Recently I created a Facebook post on a page I manage using the voice of an unbeliever and her internal thoughts:
I have good days, but some days it all seems grey, lifeless… I feel invisible and unwanted. I wonder if this is all there is to life. I have friends that are Christians, true believers. I’ve often wanted to ask them about Jesus, but I’ve just never felt comfortable starting the conversation. God, if you really do exist, if you can hear me, will you send someone?
We received the comment below from a reader:
Apparently someone had taken this to be a comment from a seeker who would be vulnerable enough to post it. I was flabbergasted momentarily but then I remembered the culture. Many have been schooled in the idea that we can argue people into the Gospel. We have been taught that our zeal and shade casting is a part of God’s great plan of evangelism.
Facebook is the perfect place to fire missiles without face-to-face, loving dialogue.

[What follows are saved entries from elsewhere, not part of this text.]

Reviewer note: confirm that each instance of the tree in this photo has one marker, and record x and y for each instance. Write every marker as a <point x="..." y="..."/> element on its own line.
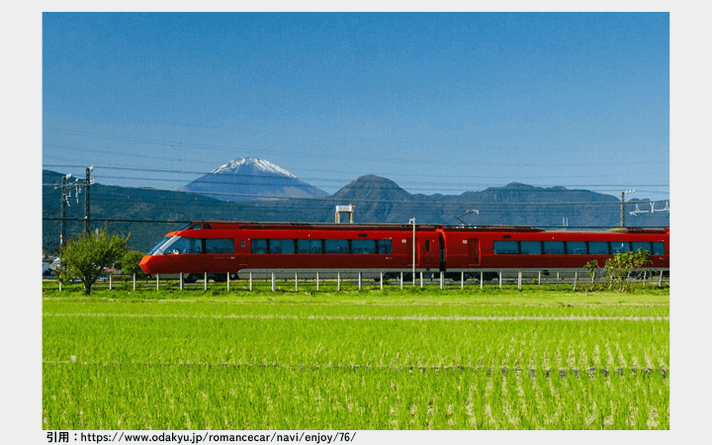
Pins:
<point x="85" y="257"/>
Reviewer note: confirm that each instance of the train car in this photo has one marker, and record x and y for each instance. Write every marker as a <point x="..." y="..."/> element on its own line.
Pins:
<point x="219" y="248"/>
<point x="234" y="247"/>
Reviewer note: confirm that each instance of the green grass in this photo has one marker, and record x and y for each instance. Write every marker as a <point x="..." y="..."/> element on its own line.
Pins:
<point x="406" y="359"/>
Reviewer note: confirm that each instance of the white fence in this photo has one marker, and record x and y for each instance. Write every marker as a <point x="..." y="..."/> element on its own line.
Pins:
<point x="471" y="278"/>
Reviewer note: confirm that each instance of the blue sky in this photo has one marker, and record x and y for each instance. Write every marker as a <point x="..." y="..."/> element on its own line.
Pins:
<point x="437" y="102"/>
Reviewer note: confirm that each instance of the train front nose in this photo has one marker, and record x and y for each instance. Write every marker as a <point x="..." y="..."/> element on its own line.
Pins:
<point x="145" y="264"/>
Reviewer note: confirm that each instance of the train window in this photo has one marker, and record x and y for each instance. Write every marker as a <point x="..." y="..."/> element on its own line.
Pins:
<point x="219" y="245"/>
<point x="336" y="246"/>
<point x="506" y="247"/>
<point x="578" y="248"/>
<point x="309" y="246"/>
<point x="619" y="246"/>
<point x="641" y="245"/>
<point x="658" y="248"/>
<point x="259" y="246"/>
<point x="281" y="246"/>
<point x="363" y="246"/>
<point x="531" y="247"/>
<point x="385" y="246"/>
<point x="598" y="248"/>
<point x="186" y="245"/>
<point x="158" y="246"/>
<point x="554" y="248"/>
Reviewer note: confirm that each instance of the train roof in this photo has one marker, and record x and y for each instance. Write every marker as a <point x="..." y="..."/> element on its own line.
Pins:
<point x="401" y="226"/>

This was not Jesus strategy.
A feeling of overwhelming relief flooded my mind that this was just a Facebook post and not a real seeker because such comments to a seeker could have set her back years in her spiritual search.
Then after a moment it occurred to me that this is a microcosm of Facebook in general. There really are lots of examples of vitriolic soapboxes constructed by Christians to fight holy wars against the very people Jesus is trying to reach. (Jesus wept.) I am reminded that the task of believers to love the lost and dying is more relevant and needed than ever before.
It also reminded me of the Gospel narrative. People in Jesus’ day who hated religion seemed to really like being around Jesus. The prostitutes, drunkards and tax collectors found him irresistible. My prayer is that we will make Him irresistable once more.